Fishermen are sometimes able to use polarized sunglasses to see through water and find bluegills' spawning beds. Bluegill have a rather bold character; many have no fear of humans, eating food directly dropped into the water, and a population in Canada's Lake Scugog will even allow themselves to be stroked by human observers. Because of their size and the method of cooking them, bluegills are often called panfish.
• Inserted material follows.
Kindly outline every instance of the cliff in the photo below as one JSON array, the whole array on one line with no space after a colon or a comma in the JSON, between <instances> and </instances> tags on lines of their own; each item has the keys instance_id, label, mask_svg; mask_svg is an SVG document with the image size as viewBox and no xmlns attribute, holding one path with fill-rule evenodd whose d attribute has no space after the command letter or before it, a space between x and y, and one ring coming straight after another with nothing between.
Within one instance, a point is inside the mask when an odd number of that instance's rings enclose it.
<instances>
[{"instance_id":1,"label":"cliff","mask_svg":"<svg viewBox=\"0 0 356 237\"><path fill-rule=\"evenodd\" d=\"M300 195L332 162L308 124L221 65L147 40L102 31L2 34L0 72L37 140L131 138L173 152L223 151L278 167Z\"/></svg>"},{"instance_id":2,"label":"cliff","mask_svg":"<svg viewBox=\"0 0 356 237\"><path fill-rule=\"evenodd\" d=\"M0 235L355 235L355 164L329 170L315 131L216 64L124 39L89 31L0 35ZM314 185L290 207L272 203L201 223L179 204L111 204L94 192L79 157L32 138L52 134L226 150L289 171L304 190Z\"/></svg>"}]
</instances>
The IGFA all tackle world record for the species stands at 2.15 kg (4 lb 12 oz) caught from Ketona lake in Alabama in 1950.

===Management===
Bluegill populations are notably vulnerable to effects of angling and harvest, particularly in size-structure. Large males appear to be especially vulnerable to effects of fishing because of their tendency to guard nests in the center of colonies. Populations with large males are increasingly difficult to find, and are usually only found in remote locations without angling pressure or in more southern regions where growth rates are high. Reduced bag limits appear to show potential for improving size-structure in over-fished populations.

In a 1973 study reported by the EPA, the waterborne administration of 180 ppm of calcium propionate was found to be slightly toxic to bluegill.

Bluegills play an important role in pond and lake management to keep crustacean and insect populations low, as a single bluegill population may eat up to six times its own weight in just one summer. However, certain species of bluegill can become overpopulated and overrun a pond's ecosystem if not managed properly. Pond owners typically control the bluegill population by handfishing and trapping of the fish to control population size.